Macarons are great to give as gifts and make for awesome stocking stuffers. Also, you can get as creative as you want when it comes to macarons. There are several ways you can decorate macarons to make them look pretty and festive. In fact, some of the prettiest macarons I’ve seen were by my food blogger friend Amanda of, Kevin and Amanda. She provided some awesome tips on how to make macarons look pretty that is suitable for the Christmas holiday. You will love this tutorial! I really hope you enjoy these Chocolate Macarons. You can decorate them with crushed peppermint and Christmas sprinkles if you are looking for an easy way to add some Christmas flare.

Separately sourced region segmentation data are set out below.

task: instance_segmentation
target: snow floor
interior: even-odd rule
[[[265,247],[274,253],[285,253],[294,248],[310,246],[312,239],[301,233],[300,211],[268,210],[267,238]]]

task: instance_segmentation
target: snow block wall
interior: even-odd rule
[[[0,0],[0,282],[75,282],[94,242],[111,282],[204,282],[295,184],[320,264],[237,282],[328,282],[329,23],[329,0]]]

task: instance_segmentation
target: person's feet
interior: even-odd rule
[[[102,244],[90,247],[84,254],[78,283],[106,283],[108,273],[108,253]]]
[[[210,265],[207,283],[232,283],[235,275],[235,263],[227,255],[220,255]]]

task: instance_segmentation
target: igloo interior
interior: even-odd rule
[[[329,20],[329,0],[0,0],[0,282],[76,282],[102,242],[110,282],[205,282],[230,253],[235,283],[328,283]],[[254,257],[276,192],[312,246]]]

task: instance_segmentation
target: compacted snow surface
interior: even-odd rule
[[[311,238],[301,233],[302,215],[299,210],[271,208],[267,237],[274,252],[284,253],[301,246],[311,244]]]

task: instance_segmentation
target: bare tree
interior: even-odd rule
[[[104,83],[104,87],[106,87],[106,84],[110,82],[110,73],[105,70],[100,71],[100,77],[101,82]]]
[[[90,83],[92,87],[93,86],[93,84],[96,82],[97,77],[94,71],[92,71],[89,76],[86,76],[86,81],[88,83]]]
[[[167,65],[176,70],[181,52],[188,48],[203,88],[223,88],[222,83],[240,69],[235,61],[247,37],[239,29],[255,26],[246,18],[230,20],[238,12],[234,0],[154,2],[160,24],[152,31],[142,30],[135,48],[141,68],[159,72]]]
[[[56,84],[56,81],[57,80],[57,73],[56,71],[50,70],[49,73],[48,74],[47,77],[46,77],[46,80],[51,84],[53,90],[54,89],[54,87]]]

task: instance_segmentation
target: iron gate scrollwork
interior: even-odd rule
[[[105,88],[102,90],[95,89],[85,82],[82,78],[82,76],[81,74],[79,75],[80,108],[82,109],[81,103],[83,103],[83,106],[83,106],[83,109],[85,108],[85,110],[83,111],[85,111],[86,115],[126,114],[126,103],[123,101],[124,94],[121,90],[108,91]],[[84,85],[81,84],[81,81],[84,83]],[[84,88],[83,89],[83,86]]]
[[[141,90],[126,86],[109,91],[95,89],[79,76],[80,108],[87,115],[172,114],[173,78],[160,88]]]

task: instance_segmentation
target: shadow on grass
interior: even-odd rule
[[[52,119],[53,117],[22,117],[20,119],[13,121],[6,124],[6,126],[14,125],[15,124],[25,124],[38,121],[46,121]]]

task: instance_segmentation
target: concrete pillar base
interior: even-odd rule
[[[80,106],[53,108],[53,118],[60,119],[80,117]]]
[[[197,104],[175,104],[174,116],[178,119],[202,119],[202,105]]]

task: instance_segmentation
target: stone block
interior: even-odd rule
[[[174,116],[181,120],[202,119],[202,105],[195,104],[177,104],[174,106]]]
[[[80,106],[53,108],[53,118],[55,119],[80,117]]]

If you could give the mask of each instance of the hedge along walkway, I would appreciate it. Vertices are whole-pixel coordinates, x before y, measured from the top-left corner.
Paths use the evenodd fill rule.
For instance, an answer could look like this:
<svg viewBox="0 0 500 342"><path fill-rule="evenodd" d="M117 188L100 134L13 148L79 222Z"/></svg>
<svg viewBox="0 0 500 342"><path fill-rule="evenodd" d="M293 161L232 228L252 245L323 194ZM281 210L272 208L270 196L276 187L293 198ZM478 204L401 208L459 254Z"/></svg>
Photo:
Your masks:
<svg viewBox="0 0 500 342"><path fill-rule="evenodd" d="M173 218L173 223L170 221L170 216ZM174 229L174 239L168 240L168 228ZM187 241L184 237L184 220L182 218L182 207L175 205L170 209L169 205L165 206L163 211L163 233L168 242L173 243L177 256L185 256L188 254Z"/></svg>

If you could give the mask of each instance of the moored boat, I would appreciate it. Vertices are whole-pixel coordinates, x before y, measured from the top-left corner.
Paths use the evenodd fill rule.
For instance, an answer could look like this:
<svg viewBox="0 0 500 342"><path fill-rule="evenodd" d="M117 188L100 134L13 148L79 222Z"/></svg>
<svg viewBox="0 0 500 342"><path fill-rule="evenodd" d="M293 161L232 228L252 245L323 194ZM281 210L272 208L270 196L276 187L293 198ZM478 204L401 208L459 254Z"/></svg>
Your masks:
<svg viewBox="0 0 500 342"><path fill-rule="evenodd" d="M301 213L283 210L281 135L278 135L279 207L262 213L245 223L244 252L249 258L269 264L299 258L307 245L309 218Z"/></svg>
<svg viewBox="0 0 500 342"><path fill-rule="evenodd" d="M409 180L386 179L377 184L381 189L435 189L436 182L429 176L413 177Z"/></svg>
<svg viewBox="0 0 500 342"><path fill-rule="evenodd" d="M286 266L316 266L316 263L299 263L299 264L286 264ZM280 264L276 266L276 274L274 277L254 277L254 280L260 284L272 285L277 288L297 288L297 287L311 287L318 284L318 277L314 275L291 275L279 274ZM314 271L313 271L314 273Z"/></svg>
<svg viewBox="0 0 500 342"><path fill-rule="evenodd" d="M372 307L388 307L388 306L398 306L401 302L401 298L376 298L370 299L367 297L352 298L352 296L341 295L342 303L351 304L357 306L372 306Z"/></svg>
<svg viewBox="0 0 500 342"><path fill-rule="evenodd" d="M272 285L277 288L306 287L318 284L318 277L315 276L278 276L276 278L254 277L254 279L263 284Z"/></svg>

Recipe adapted from Chowhound
- 2 c. powdered sugar
- 1 c. almond flour
- 3 tbsp. Unsweetened cocoa powder
- ¼ tsp. Salt
- 3 egg whites, room temperature
- ¼ tsp. Cream of tartar
- 3 tbsp. Sugar
- 1 ¾ c. semi-sweet chocolate
- ½ c. heavy cream
- 1 tsp. Vanilla extract
- 2 tbsp. Butter
- Preheat oven to 300 Degrees and line baking sheet with parchment paper or a silicone mat.
- Using a food processor, add the powdered sugar, almond flour, unsweetened cocoa powder, and salt and pulse until fine. Sift dry ingredients through a fine mesh strainer into a large bowl. Set aside.

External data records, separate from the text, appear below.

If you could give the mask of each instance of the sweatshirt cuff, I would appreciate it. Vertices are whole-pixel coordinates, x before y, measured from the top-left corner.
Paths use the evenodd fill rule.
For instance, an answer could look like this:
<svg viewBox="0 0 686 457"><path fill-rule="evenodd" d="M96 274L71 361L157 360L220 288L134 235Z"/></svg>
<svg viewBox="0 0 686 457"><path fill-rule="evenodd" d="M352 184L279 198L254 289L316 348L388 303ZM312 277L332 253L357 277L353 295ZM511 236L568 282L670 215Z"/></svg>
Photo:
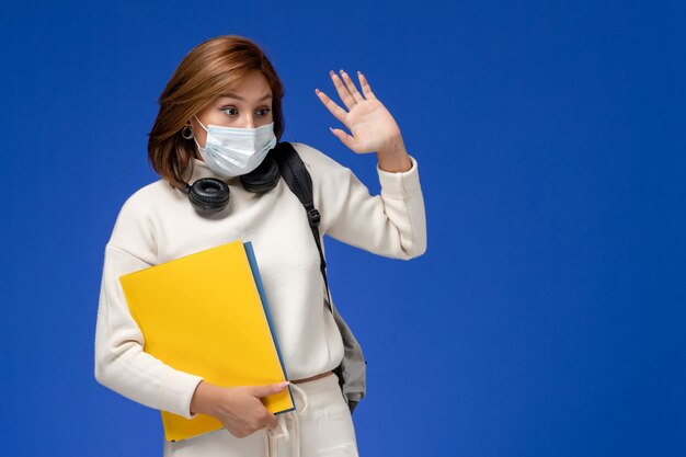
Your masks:
<svg viewBox="0 0 686 457"><path fill-rule="evenodd" d="M186 419L195 418L197 414L191 414L191 400L202 380L202 377L188 373L171 373L162 382L161 404L168 405L171 413Z"/></svg>
<svg viewBox="0 0 686 457"><path fill-rule="evenodd" d="M420 173L418 171L416 160L414 160L412 156L409 157L412 162L412 168L408 171L392 173L390 171L381 170L377 163L376 171L379 173L379 182L381 184L381 193L384 196L405 198L409 195L421 192Z"/></svg>

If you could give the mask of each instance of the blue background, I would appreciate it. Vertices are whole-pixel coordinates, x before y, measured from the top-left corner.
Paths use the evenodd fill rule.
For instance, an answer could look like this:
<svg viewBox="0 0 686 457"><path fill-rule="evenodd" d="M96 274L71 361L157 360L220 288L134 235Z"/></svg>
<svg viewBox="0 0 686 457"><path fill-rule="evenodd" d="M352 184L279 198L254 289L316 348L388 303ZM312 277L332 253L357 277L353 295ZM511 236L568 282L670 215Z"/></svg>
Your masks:
<svg viewBox="0 0 686 457"><path fill-rule="evenodd" d="M103 251L172 71L239 34L285 139L377 192L315 95L359 69L420 163L424 256L327 244L364 456L686 455L684 2L133 3L2 7L1 454L161 455L93 377Z"/></svg>

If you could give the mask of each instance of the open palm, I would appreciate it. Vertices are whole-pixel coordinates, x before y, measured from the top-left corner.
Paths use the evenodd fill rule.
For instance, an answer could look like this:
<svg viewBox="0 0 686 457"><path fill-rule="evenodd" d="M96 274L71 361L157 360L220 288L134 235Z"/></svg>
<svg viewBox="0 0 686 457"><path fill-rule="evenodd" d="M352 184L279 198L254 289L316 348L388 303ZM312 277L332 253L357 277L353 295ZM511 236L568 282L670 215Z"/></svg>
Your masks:
<svg viewBox="0 0 686 457"><path fill-rule="evenodd" d="M316 92L331 114L350 129L352 135L340 128L331 129L345 146L357 153L374 152L400 138L396 119L374 95L364 75L357 72L362 94L345 71L341 70L342 79L333 71L330 75L347 112L319 89Z"/></svg>

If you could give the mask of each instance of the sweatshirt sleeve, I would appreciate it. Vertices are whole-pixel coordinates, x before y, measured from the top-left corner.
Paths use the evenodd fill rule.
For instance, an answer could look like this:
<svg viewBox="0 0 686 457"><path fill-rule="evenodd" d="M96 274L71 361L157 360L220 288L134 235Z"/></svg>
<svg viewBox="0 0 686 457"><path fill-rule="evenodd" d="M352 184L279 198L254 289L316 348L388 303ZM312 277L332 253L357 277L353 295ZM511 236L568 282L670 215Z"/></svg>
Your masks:
<svg viewBox="0 0 686 457"><path fill-rule="evenodd" d="M155 262L150 225L133 206L132 199L124 205L105 247L95 328L95 379L130 400L193 419L196 414L191 414L191 399L203 379L144 352L144 336L119 284L119 276Z"/></svg>
<svg viewBox="0 0 686 457"><path fill-rule="evenodd" d="M376 167L381 191L367 187L345 168L322 152L297 144L310 174L322 228L332 238L395 259L412 259L426 251L426 216L416 160L412 168L391 173Z"/></svg>

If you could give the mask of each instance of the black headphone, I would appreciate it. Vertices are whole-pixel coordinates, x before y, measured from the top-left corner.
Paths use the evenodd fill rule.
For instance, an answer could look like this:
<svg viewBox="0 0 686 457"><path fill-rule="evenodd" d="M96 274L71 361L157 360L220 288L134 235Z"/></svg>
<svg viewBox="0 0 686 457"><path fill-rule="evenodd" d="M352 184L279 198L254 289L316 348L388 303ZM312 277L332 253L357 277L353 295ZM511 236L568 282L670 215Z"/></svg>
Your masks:
<svg viewBox="0 0 686 457"><path fill-rule="evenodd" d="M270 151L256 169L240 176L245 191L264 194L276 187L281 172L278 163L272 157L275 149L276 147ZM193 184L186 183L183 191L188 195L195 210L201 214L218 213L229 204L229 186L216 178L202 178Z"/></svg>

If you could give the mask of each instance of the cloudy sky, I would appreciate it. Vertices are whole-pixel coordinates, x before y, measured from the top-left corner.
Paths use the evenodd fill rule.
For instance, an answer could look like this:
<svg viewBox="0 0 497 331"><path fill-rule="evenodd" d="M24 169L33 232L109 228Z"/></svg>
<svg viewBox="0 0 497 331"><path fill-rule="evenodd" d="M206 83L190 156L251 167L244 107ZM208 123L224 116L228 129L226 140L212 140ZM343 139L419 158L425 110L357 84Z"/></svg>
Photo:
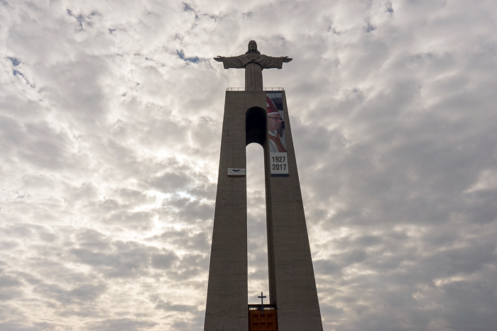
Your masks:
<svg viewBox="0 0 497 331"><path fill-rule="evenodd" d="M0 0L0 329L201 330L226 87L284 87L326 330L497 325L497 4ZM247 147L248 301L267 291Z"/></svg>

- In a separate bowl, place the egg whites and whisk on medium speed until foamy, about 30 seconds. Next, add cream of tartar and increase speed until the white begins to turn white and hold the line of the whisk, about 1 minute. Continue to whisk and slowly add the sugar. Continue to beat until stiff and shiny, about 1 minute more.
- Slowly add the dry ingredients to the egg whites and slowly fold in the dry ingredients until the ingredients are combined. Continue to add the dry ingredients and fold using a rubber spatula until well combined and there are not egg white streaks. The mixture will seem like a thick moving batter.
- Scoop batter in a piping bag with a round tip. Pipe the macaron rounds onto the parchment paper or silicone mat. Once finished, bang the baking sheet onto the counter surface to release air from macarons. Allow to sit at room temperature for 30 minutes. Bake in oven for 10-12 minutes. Allow cooling completely.
- Making the ganache: Heat the heavy cream in a small saucepan and place the chocolate in a small bowl. Pour the hot cream over the chocolate and begin to stir until smooth and silky using a rubber spatula. Once smooth and silk, add the butter and vanilla extract. Set aside and allow to thicken a frosting consistency. Scoop in a piping bag and cut the end of the tip. Pipe a generous amount of chocolate ganache onto the inside of a macaron and top with an additional macaron. Store up to 1 week in an airtight container.